Who: Marsha Mason, Brenda Meaney, Lauren O’Leary
What: Virtual play reading
Where: #IrishRepOnline
When: April 27 – May 9, free with RSVP (suggested donation $25)
Why: The Irish Rep continues its outstanding productions made during the pandemic lockdown with a virtual reading of Elaine Murphy’s Little Gem. The show is a reunion for the cast — Marsha Mason, Brenda Meaney, and Lauren O’Leary are back to re-create their roles from the in-person production that ran at the Irish Rep in in the fall of 2019. I wrote of that production, “Three generations of women in a North Dublin family share their foibles and exert their fortitude in successive monologues in Marc Atkinson Borrull’s engaging if not quite sparkling revival. First seen in the US at the Flea in 2010, the hundred-minute play begins with eighteen-year-old Amber (O’Leary), who enters a doctor’s office waiting room and talks about a night of partying at a high school ball with her best friend, Jo, involving drugs and alcohol, dancing, and her maybe-boyfriend, Paul. When she is done, her mother, Lorraine (Meaney), comes in and, while Amber watches her, discusses a strange occurrence at the store where she works that ends up with her having to speak with human resources. And then Kay (Mason), Amber’s grandmother and Lorraine’s mother, walks in and, while the other two look at her, describes her vaginal itch and her ill husband, Gem, who she loves but calls a ‘cantankerous oul’ fuck.’ She says, ‘I’m the wrong side of sixty, not dead. I haven’t had sex in well over a year and it’s killing me.’”

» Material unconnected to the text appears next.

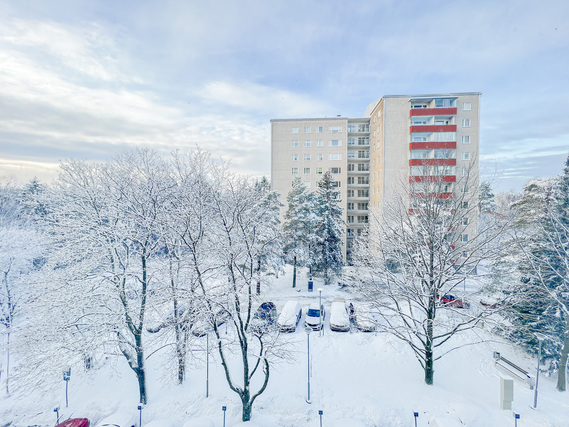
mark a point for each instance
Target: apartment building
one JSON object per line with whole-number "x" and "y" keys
{"x": 374, "y": 157}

The reading is again directed by Borrull, with the actors filmed remotely at their homes in Connecticut, London, and New York. It works surprisingly well as the story, a series of monologues, unfolds in personal, private spaces that lend an intimacy that was just off in the stage play. When Lorraine explains about an HR person, “She reaches across the desk and touches my hand. Don’t remember the last time someone touched me, hugged me, or even bleedin’ nudged me,” it strikes deep, as we’ve all been quarantining, not interacting with other people for more than a year, watching works online in which actors are in separate Zoom boxes, unable to make physical contact. (Kay’s complaint about not having sex in a year also has additional impact because of the coronavirus crisis.) Little Gem is streaming on demand at specific times from April 27 to May 9; tickets are free, but a $25 donation is suggested if you can afford it. The Irish Rep, which has broken the mold of what is possible during the lockdown, has also brought back its ten previous virtual productions, including the must-see On Beckett with Bill Irwin, The Weir by Conor McPherson, and Brendan Conroy in The Aran Islands, each available on demand here.